– «Тушинцы» это, – сообщил стрелец. – Как князь Скопин осаду с Москвы снял, толпами к Сигизмунду побежали. Он им серебром обещал платить.
– Платит?
– Да кто его знает? Может, платит, а может, и нет.
Всадники замешкались. Вроде, кому-то из «тушинцев» понадобилось сходить по нужде. К счастью, свои дела он делал на приличном расстоянии от двух разведчиков. Даже в их сторону не глядел, хотя считается, что людям свойственно чувствовать на себе чужой взгляд.
– Онфим, а ты как в Москве оказался? – вполголоса спросил Морошкин стрельца.
– Да как все, – пожал тот плечами. – Когда государь наш, ныне покойный, через Смоленск шёл, мы с ним на Москву и пошли.
– Какой государь? – не понял майор.
– Известно какой – Дмитрий Иоаннович.
– Лжедмитрий?
Морошкин спросил без всякой задней мысли, но стрелец обиделся.
– Ты, боярин, в Сербии своей государей лай, а наших не трожь!
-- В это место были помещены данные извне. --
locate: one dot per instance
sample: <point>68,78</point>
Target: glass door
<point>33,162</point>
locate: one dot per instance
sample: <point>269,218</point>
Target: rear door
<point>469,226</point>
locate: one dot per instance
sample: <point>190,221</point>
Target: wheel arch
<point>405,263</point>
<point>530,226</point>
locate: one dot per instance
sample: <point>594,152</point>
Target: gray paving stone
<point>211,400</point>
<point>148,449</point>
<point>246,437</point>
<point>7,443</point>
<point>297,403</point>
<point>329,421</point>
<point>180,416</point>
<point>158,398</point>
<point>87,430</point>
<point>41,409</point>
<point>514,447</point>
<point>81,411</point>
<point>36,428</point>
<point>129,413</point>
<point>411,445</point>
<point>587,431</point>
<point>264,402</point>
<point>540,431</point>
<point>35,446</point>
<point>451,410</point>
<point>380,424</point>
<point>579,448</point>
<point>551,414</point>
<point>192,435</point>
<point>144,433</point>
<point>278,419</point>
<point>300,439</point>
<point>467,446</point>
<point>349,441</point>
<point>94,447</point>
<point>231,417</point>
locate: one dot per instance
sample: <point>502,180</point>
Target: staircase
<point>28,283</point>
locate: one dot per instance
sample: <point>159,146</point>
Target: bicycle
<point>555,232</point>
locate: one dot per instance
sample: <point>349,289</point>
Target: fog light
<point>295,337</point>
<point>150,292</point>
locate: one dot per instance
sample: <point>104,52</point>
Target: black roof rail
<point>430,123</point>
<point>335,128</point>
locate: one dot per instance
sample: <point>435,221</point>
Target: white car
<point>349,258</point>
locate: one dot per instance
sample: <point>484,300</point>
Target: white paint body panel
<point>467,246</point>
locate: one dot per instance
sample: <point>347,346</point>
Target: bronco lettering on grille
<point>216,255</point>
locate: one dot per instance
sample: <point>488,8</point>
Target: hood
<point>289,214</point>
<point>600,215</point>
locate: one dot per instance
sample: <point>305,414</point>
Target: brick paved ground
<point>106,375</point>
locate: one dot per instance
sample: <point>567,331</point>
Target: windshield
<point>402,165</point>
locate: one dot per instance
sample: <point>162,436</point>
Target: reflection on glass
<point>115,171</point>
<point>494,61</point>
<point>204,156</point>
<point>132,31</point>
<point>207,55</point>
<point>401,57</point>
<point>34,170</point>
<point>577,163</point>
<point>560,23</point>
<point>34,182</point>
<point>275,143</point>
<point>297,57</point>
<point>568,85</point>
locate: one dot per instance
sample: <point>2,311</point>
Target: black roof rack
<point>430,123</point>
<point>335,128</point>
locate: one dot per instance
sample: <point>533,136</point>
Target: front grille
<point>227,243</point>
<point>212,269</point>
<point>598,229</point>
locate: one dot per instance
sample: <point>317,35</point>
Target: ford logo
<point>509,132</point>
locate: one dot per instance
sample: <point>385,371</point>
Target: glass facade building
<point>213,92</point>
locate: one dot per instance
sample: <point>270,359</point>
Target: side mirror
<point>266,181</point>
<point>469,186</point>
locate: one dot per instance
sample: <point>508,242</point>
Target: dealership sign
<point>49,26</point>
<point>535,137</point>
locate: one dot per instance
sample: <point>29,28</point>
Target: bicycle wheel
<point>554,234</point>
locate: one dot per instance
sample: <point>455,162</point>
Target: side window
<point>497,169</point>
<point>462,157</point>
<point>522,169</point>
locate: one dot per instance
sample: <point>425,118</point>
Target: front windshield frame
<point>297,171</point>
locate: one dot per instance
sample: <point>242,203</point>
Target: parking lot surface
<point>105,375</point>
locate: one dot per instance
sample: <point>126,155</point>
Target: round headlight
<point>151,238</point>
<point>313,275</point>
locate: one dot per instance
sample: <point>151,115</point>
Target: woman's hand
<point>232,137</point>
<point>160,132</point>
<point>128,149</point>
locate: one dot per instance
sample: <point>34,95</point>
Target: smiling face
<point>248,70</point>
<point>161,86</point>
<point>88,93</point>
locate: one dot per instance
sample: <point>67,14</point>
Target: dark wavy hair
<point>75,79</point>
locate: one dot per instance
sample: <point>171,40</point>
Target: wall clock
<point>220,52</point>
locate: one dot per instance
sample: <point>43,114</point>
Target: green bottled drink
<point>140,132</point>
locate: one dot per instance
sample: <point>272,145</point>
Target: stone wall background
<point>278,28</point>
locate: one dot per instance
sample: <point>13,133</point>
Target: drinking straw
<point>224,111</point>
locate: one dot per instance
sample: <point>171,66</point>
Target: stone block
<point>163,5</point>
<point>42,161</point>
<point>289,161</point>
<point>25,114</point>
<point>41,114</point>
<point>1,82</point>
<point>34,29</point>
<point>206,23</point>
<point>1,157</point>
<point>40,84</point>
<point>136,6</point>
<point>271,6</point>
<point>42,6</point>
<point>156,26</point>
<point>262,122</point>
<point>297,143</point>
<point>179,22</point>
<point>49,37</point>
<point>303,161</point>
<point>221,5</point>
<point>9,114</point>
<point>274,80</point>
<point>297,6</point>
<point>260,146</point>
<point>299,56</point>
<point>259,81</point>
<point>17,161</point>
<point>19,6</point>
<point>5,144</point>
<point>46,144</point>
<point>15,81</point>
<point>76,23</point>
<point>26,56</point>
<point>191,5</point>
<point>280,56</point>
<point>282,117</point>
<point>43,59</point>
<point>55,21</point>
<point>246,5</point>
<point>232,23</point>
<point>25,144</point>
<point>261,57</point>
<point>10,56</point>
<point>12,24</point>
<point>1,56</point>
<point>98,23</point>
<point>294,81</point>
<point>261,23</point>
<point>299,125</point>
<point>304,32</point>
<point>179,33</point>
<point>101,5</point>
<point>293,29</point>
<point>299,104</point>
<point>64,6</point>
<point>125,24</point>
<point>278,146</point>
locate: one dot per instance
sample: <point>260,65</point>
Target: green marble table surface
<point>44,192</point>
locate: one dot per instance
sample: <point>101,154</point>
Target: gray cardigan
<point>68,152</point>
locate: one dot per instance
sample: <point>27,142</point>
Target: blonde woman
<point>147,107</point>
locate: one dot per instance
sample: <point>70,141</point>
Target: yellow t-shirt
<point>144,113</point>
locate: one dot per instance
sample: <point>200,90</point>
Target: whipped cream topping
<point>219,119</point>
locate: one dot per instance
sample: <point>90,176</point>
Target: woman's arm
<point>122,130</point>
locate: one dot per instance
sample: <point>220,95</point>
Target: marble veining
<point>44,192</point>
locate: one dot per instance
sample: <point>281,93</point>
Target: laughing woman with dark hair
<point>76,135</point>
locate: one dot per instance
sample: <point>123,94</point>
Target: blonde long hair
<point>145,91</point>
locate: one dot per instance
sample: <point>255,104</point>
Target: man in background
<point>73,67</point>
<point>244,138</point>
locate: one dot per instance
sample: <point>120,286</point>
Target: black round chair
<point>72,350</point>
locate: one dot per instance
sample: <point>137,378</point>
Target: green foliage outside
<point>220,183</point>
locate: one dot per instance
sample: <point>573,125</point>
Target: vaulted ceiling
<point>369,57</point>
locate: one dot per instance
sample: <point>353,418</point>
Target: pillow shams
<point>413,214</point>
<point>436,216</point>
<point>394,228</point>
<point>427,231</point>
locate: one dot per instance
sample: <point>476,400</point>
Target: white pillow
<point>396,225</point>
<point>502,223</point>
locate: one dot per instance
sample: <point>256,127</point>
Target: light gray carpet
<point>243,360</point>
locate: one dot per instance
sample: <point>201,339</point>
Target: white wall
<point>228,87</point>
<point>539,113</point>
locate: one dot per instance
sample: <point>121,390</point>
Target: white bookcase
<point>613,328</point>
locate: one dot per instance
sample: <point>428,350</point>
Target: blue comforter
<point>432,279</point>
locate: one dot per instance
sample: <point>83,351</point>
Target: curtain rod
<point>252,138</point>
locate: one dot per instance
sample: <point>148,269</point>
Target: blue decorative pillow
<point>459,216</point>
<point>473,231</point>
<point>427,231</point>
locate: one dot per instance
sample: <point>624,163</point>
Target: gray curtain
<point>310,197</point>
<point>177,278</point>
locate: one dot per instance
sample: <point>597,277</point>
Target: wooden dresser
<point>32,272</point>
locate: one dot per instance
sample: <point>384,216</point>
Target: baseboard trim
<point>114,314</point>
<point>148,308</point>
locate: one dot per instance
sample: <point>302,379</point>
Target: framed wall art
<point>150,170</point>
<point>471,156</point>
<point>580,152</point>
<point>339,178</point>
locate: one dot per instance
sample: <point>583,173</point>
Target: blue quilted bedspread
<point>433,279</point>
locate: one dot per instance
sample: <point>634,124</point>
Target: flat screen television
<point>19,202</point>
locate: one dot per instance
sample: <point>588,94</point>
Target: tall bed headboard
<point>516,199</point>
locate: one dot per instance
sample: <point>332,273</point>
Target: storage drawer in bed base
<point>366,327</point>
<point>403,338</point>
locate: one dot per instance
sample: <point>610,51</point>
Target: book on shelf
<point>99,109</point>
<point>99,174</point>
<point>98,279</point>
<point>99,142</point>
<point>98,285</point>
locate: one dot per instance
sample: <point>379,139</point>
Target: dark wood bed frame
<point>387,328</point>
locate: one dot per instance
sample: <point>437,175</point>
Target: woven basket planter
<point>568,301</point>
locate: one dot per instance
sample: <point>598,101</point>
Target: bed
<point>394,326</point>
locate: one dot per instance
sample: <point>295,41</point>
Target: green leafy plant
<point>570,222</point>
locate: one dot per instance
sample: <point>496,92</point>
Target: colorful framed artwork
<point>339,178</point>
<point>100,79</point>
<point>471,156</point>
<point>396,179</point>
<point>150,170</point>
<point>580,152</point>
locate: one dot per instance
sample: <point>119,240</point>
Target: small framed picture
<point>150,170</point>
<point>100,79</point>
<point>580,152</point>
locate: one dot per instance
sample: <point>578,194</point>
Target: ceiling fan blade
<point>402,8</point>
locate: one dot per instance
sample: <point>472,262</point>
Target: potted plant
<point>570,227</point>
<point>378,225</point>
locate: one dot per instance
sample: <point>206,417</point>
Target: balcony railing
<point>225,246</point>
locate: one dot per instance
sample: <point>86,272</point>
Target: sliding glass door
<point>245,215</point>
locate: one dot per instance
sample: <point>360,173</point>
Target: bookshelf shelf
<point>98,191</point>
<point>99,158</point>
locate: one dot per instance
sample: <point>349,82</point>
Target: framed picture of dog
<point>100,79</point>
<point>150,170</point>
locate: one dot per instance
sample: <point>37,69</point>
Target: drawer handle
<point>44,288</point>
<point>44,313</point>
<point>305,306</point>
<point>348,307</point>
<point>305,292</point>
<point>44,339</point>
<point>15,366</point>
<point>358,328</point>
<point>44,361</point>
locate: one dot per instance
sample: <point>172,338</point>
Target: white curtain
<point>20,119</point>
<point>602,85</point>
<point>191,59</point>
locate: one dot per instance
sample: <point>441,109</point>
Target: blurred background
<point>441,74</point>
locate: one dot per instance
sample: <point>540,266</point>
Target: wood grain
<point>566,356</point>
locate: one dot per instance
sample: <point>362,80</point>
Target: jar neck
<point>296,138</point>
Не знаю, отчего Васька Шуйский его Лжедмитрием да Гришкой Отрепьевым обзывал, а для нас он и был, и есть – царь Дмитрий.
Стрелец до того разошёлся, что едва не вскочил и не заорал. Ещё бы чуть-чуть – и драться бы полез.
Андрей едва успел перехватить Онфима, надавить ему на плечо, а потом ткнуть носом в землю.
– Тихо, дурень! – прошипел майор.
Жданов слегка побрыкался, но, поняв, что от хватки сербского воина ему не избавиться, притих.
Дождавшись, когда разъезд тронется с места, майор отпустил стрельца.
– Извини, если я государя твоего обидел, – повинился Морошкин перед стрельцом, но тут же подпустил чуточку металла в голос. – В следующий раз голову оторву, если рядом с поляками голос подашь! Все разборки потом. Понял?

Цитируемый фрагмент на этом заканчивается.